Il funerale di Paolo fu celebrato il 23 ottobre 2002. La cerimonia sembrava interminabile. Prima di tornare a casa, Monica dovette passare al supermercato per comprare qualche verdura per la convivente ammalata. Erano circa le sei del pomeriggio. Stava male, e non riusciva a vedere nulla davanti a sé poiché aveva gli occhi pieni di lacrime. Uscita dal supermercato, non si accorse di quel piccolo batuffolo che si muoveva dietro la sua ombra. Pensava a Paolo e ai momenti trascorsi con lui. Camminava lentamente e quel piccolo cane –lupo la seguiva con meticolosità e silenzio. Monica non si accorse neanche che il cane – lupo era riuscito a oltrepassare velocemente il portone del palazzo in cui abitava. Solamente davanti all’ascensore si accorse di lui. Non pronunciò una parola e come se fosse stato sempre suo, lo raccolse da terra e, tenendolo stretto fra le sue braccia, lo portò a casa. Da allora Wolf non si separò mai da Monica. La seguiva ovunque, obbediva solo ai suoi comandi, la consolava nei momenti di crisi, la difende di fronte ai pericoli, non si faceva accarezzare da nessun altro se non da lei.

 

Wolf andò a colpire con il muso il ginocchio di Monica. Voleva attenzione.

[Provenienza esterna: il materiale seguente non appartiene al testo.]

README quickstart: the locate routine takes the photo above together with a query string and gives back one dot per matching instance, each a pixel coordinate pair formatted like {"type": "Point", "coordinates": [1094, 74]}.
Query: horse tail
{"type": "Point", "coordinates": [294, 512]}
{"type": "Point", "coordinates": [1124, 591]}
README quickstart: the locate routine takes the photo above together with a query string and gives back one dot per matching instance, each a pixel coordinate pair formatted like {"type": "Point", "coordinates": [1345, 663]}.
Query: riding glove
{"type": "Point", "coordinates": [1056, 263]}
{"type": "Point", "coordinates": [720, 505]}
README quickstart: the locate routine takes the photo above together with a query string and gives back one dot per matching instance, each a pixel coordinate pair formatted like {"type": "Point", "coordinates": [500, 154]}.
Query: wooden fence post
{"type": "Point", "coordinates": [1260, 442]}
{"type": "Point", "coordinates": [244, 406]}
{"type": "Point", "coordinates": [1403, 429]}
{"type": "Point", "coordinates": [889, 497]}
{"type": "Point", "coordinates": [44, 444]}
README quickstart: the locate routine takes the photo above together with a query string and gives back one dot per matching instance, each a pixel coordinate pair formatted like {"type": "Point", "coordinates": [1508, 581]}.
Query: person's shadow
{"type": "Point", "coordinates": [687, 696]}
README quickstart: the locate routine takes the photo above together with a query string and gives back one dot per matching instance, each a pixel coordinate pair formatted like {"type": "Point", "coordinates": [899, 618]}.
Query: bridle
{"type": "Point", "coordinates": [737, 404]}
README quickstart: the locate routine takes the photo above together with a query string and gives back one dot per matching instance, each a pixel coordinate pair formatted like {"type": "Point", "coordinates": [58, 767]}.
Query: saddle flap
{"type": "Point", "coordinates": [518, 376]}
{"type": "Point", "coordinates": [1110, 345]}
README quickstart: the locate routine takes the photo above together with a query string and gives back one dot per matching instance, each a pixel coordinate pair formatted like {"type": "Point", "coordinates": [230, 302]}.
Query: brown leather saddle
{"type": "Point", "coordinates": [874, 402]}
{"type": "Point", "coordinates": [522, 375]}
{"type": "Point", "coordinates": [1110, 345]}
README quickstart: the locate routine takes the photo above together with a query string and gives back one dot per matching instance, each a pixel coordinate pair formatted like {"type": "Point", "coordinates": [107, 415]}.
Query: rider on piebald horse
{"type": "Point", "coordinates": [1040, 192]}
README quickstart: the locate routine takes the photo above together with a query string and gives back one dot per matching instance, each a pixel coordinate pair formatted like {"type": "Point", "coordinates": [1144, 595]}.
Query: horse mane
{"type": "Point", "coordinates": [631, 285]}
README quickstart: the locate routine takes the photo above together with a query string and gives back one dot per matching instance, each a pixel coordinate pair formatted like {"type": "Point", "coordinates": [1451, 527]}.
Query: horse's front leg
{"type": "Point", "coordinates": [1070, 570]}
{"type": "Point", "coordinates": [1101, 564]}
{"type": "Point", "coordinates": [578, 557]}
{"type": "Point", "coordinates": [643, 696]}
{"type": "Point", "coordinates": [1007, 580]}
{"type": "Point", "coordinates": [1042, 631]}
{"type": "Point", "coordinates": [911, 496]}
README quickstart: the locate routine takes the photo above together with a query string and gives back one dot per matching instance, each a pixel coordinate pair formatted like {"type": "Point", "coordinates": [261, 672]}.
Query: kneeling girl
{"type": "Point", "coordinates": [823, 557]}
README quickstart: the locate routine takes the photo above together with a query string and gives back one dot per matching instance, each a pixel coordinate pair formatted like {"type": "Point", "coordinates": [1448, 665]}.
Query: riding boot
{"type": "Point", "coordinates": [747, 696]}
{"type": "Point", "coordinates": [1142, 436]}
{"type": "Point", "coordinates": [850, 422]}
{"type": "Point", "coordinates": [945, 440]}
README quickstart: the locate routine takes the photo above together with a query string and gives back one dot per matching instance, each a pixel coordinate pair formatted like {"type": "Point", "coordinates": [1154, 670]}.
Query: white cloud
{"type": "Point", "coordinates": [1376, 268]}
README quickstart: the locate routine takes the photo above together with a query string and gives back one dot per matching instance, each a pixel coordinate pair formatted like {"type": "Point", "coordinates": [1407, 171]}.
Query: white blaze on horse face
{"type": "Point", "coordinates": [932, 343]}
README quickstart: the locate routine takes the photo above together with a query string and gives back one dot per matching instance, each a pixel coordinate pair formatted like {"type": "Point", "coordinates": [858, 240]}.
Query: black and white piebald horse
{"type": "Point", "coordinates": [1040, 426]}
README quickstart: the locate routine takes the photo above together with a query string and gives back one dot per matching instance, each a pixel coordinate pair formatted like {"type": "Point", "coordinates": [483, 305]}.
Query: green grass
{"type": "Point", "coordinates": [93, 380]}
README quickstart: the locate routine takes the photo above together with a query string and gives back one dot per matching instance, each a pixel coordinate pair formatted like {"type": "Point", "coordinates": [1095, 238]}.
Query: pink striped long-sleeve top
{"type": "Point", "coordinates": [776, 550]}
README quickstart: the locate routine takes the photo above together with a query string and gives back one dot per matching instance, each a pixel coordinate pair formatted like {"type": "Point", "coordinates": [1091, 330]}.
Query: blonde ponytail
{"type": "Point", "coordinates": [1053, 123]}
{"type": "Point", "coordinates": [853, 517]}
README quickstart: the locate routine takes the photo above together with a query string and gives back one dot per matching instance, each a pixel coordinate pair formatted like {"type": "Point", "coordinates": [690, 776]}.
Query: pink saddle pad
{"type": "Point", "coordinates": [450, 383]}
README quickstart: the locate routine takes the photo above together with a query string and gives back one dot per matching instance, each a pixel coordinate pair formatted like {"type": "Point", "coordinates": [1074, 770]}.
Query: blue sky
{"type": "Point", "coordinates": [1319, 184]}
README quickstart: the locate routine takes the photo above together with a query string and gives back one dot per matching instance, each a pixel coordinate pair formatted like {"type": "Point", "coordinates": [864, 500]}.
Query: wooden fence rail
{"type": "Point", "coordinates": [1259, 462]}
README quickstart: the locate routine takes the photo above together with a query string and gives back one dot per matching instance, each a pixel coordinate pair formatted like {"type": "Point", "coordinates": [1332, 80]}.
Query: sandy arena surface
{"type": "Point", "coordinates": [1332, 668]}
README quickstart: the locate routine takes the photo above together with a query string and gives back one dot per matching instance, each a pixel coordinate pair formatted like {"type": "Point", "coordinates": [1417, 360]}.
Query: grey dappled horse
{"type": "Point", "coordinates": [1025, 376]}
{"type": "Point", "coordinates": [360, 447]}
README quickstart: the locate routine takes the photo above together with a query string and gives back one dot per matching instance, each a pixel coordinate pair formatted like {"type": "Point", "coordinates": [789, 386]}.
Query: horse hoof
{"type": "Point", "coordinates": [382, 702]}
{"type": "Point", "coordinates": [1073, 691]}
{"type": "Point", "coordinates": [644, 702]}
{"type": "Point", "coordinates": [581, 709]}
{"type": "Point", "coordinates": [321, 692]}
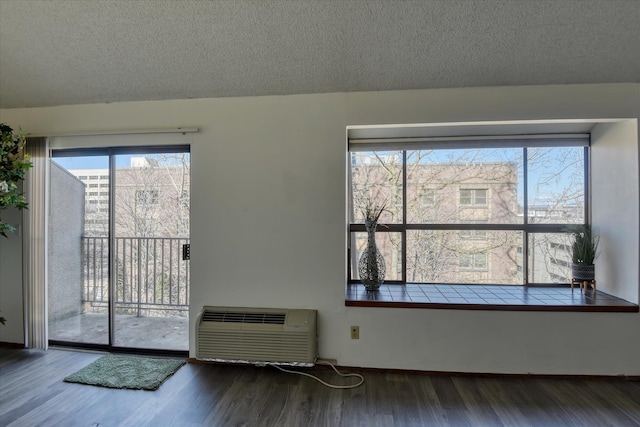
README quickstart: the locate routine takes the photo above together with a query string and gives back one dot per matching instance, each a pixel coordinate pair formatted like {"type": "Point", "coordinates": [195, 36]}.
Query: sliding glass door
{"type": "Point", "coordinates": [119, 234]}
{"type": "Point", "coordinates": [78, 269]}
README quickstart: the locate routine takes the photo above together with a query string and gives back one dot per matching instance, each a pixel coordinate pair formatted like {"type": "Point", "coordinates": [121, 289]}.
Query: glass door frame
{"type": "Point", "coordinates": [111, 153]}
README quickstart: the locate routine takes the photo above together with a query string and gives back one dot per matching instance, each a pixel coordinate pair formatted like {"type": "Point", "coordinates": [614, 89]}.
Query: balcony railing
{"type": "Point", "coordinates": [151, 279]}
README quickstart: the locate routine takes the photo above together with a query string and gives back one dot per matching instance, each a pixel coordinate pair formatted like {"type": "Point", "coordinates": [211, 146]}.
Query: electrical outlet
{"type": "Point", "coordinates": [355, 332]}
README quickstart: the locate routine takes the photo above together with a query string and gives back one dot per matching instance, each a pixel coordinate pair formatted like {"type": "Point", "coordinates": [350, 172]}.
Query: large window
{"type": "Point", "coordinates": [483, 212]}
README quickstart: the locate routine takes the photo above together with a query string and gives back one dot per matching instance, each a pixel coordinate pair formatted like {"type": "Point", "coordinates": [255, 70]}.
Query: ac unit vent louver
{"type": "Point", "coordinates": [243, 317]}
{"type": "Point", "coordinates": [257, 335]}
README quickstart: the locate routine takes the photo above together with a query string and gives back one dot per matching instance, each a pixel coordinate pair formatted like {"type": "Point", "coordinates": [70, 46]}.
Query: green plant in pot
{"type": "Point", "coordinates": [584, 253]}
{"type": "Point", "coordinates": [14, 163]}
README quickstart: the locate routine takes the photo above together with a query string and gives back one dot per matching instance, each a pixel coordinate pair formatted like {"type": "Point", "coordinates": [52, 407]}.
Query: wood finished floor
{"type": "Point", "coordinates": [32, 393]}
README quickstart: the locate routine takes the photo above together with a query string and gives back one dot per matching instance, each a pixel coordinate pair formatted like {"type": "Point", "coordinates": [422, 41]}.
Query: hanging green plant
{"type": "Point", "coordinates": [14, 163]}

Monica baciò lievemente le labbra di Axel e lo accompagnò a sedersi sul divano.

- E tu cosa vuoi?!? Non lo conoscevi neanche Paolino!- quasi aspettasse una risposta, Monica, con gli occhi anche lei pieni di lacrime, si rivolse al suo bellissimo lupetto.

Accadde una cosa stranissima. Come se il dolore avesse penetrato il cuore di quel cane, Wolf si avvicinò ad Axel e alzò la mano di questi sulla sua testa: per la prima volta si fece accarezzare. Successivamente, si allontanò e andò ad aprire con la zampa un cassetto del comodino posto accanto al letto della camera da letto di Monica. Da esso prese con la bocca una maglietta estiva da uomo, color azzurro e la portò a Monica e Axel.

Quella maglietta: Monica la teneva con cura come un ricordo di Paolino. Nell’assurdità Wolf conosceva meglio di chiunque quel ragazzo che non aveva mai visto.

Monica e Axel si guardarono negli occhi perplessi.